Greenpeace activities achieve spectacular results but saving the planet isn’t cheap. An inflatable zodiac boat used in a peaceful direct action can cost upwards of $80,000. A campaigner on the ground protecting out precious forests needs equipment, security training, telecommunications and more.
Here are some examples of how gifts in Wills have changed the world.
Protecting our Forests
From the world’s largest butterfly to the last remaining orangutans, the diversity of life in our ancient forests is staggering. Yet each year 13 million hectares of forest are destroyed, often illegally.

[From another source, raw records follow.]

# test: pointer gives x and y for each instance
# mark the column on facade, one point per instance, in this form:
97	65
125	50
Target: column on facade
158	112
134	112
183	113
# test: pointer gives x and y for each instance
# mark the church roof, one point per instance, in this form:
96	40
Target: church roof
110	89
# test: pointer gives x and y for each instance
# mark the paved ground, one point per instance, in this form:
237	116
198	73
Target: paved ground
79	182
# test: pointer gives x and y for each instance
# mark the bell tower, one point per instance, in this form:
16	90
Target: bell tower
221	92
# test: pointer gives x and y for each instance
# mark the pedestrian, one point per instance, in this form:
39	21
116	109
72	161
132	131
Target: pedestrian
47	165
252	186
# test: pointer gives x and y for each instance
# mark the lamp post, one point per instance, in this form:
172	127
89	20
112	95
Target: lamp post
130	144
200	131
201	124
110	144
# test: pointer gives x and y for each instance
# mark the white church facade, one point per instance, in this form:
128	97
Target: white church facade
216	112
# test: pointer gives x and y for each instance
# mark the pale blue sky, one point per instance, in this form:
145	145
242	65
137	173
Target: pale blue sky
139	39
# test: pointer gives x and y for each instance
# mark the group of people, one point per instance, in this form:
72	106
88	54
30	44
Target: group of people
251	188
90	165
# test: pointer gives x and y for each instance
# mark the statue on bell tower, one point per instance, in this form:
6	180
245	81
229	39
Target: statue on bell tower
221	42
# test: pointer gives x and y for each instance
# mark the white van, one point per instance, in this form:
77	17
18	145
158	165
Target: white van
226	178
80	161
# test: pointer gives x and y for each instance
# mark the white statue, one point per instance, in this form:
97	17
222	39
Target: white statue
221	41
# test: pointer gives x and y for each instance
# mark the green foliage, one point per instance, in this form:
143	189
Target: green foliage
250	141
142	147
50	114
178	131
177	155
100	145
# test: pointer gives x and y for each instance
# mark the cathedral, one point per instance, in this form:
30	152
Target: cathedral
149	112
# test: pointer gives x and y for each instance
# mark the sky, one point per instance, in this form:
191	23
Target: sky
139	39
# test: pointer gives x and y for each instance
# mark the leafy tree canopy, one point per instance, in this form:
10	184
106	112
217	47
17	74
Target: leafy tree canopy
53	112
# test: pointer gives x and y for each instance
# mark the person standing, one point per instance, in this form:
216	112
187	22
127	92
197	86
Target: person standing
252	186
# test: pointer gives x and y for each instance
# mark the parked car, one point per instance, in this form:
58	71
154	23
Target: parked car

Greenpeace is working at the frontlines of forest destruction in the Amazon, the Congo, the Paradise Forests of the Pacific, Indonesia and in Canada’s boreal forest.
One of many successes:
It took many years of concerted protests, actions and negotiations by Greenpeace but it was worth the effort – in 2010 the Boreal Forest Conservation Agreement was established protecting two-thirds of Canada’s vast forests from unsustainable logging. Greenpeace worked tirelessly with other organisations to ensure the protection of an area of pristine forest twice the size of Germany. It stores billions of tonnes of carbon and is critical to the survival of the endangered woodland caribou.
Defending our Oceans
For centuries, the oceans have been considered an inexhaustible resource from which people could take as much as they wanted. Many marine ecosystems are at the point of collapse and will be destroyed unless we act quickly to protect them from the most serious threats. With its own fleet of ships, Greenpeace takes to the high seas to defends whales, dolphins, fish and other threatened ocean species.
One of many successes:
Commercial whaling banned Without our efforts the planet’s largest living creature, the blue whale, might well be extinct by now. Despite the 1986 ban on commercial whaling, the Greenpeace fleet has had to intervene many times to save whales. In 2008 alone our ships saved 100 whales from certain death by harpooning. Now our efforts include turning the people of Japan against whaling.
Saving our Climate
Climate change is the most formidable challenge of our time and our legacy to future generations depends on the action we take today. Greenpeace is a pioneer of climate protection, fighting to reduce greenhouse gases, promoting renewable energies, championing low emission farming and showing how international funding can protect ancient forests for our future.
One of many successes:
Climate-changing shale oil industry stopped
In 2004 we celebrated a major victory for the environment as the controversial Stuart Shale Oil Project in Queensland was shut down indefinitely after a six-year campaign by Greenpeace. Shale oil is one of the most environmentally damaging ways of getting fossil fuel out of the ground and is also a major climate changer. It puts the environment and local people’s health at risk and the Stuart Shale Oil Project would have spelled disaster for our iconic Great Barrier Reef.